Sure. I don't expect to convince you. You've long stood by your position. You don't feel the obligation. It's your position, but that's all it is.
Very simply, people who participate in charity have superior societies than to people that don't. Same with people who choose certain forms of collective governance. It's obviously possible to have too much charity. It's also possible to have too little government or too much. In the long-run, the fact that the universe is deterministic will show that your behaviour merely free-rides off of the correct choices of others. Your choice was not the correct choice, because it's not replicable. If I act like you, we can wait for a few more cycles, and it turns out that everyone is worse off than if I didn't. Both me and you. Whereas, if you change, you (and yours) are better off.
Additionally, it's also contained within the definition of 'obligation'. It's a moral onus. The moral onus exists within its definition. It is, by definition, "good" to be charitable. It is, by definition, 'circular' to have no angles within the line. If someone says that their square is circular, and who am I to disagree, they're just being nonsensical.
It's akin to someone insisting that overeating bacon is healthy, and then quibbling about what the word 'healthy' means. "I like it, and I don't mind having cardiovascular issues later, and thus it's healthy" is their argument. Sure. But, they're wrong. And they're just wrong cuz they're wrong. They're just using the wrong word.
No. I would argue there is a moral imperative about solidarity, but there is not about charity.
There is certainly a practical imperative towards solidarity.
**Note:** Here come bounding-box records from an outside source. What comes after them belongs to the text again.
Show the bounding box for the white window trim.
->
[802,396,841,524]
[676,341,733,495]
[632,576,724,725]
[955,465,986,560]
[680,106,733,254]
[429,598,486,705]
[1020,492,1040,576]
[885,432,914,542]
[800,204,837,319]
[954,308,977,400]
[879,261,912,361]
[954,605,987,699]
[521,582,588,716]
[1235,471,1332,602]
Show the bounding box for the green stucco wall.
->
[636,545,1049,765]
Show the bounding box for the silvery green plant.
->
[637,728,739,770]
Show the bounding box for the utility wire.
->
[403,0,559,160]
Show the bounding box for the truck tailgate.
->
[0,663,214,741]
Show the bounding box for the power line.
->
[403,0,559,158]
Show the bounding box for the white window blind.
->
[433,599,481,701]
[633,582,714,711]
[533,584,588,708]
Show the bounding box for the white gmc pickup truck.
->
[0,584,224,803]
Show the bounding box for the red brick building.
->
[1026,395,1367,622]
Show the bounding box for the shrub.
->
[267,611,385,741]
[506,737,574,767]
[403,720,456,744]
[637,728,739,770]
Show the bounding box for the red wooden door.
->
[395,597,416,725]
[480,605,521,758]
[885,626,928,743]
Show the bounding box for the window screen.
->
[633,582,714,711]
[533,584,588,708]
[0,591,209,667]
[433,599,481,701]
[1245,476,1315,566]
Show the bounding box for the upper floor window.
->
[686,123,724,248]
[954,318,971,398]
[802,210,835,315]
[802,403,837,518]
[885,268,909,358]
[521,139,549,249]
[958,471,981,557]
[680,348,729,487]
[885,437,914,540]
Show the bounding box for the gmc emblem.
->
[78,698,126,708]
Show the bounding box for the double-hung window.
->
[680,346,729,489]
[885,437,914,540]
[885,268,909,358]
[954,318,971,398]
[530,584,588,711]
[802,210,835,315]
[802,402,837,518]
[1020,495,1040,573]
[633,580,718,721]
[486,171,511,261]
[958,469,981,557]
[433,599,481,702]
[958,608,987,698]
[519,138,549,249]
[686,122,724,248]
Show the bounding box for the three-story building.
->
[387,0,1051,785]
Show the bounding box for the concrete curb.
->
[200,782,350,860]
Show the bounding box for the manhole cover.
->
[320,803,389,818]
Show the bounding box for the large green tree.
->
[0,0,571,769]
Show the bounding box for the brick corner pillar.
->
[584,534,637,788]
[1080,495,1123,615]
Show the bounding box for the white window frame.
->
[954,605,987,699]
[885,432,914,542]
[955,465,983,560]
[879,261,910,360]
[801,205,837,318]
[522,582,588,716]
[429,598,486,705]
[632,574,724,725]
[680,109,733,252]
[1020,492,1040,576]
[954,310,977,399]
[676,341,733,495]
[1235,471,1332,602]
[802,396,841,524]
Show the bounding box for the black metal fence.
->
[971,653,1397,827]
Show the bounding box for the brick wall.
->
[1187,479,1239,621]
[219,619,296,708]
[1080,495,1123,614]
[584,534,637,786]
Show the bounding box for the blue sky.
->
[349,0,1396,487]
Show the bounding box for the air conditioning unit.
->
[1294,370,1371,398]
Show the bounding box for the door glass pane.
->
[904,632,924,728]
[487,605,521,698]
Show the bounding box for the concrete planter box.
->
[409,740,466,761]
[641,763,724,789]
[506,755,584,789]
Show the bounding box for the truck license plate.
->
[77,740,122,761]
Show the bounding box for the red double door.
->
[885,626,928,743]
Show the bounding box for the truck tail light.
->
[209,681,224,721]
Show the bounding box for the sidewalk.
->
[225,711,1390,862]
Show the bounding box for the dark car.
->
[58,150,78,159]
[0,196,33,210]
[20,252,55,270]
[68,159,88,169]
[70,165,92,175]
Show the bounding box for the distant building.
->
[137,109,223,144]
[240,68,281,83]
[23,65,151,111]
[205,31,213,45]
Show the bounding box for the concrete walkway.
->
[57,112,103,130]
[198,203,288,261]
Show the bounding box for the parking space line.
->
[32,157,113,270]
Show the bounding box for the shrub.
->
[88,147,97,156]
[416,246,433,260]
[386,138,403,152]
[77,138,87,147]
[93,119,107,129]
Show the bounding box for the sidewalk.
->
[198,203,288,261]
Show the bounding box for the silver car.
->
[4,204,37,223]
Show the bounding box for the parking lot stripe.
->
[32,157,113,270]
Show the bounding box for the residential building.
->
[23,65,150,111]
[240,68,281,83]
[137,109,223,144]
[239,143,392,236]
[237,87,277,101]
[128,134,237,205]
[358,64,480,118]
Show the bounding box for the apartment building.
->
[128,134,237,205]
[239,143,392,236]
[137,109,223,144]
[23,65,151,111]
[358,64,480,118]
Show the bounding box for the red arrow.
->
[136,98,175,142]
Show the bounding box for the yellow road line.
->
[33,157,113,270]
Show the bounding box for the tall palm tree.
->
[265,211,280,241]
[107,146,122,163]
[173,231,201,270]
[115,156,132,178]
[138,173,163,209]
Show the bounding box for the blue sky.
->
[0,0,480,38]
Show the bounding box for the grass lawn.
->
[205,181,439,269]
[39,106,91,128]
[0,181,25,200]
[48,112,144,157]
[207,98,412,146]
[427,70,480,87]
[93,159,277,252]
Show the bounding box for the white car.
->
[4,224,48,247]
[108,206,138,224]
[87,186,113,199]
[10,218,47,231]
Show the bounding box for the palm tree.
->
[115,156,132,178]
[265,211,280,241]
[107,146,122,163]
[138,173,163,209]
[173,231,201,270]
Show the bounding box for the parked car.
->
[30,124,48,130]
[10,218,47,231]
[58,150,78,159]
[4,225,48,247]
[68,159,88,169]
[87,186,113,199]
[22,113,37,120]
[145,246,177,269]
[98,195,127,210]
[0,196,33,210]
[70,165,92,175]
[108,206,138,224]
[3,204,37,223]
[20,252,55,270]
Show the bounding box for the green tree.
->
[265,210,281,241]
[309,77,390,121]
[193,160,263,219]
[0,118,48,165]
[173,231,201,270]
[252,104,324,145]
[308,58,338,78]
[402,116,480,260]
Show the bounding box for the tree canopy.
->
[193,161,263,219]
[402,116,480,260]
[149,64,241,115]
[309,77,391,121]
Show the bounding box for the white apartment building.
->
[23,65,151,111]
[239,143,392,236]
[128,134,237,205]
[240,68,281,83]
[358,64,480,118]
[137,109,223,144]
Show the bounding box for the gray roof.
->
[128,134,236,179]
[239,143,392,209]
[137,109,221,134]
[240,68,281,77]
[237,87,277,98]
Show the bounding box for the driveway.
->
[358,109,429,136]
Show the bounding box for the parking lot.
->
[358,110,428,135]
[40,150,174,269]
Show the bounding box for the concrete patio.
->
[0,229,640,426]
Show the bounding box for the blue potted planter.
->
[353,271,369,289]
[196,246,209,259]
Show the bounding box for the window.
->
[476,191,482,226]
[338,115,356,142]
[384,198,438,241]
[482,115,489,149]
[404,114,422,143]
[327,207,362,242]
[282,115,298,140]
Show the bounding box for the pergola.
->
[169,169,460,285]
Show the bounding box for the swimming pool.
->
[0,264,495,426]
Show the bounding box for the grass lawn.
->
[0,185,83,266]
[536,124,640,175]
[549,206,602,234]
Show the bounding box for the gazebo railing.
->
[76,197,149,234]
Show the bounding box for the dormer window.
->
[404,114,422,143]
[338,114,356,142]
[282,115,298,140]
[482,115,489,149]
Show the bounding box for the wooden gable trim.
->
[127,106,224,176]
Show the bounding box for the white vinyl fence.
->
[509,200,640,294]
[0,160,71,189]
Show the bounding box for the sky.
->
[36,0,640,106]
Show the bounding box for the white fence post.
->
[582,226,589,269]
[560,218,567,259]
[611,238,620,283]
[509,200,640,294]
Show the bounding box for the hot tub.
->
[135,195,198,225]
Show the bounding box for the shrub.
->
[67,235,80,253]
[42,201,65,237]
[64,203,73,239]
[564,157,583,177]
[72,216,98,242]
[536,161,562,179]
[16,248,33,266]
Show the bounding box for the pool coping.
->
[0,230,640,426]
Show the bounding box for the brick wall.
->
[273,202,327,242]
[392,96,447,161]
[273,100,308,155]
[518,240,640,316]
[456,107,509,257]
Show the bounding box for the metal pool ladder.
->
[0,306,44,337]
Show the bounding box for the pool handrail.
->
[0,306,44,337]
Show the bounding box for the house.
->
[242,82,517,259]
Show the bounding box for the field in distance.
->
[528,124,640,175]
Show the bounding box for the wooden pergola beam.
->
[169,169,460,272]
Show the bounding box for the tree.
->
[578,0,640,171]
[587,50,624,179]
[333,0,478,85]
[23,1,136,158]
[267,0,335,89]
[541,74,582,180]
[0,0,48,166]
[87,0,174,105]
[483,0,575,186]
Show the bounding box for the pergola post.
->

The family that saves the kids when the house is on fire will do better than the family who ignores the kids because they can carry more of the pets.
But if I see someone drop a twenty while they're walking, there is no ethicist on earth that says that I should watch the bill fall, scoop it up, and put it into my kid's educational fund.
Everyone, even Commodore, knows I should inform them that their twenty is on the ground behind them.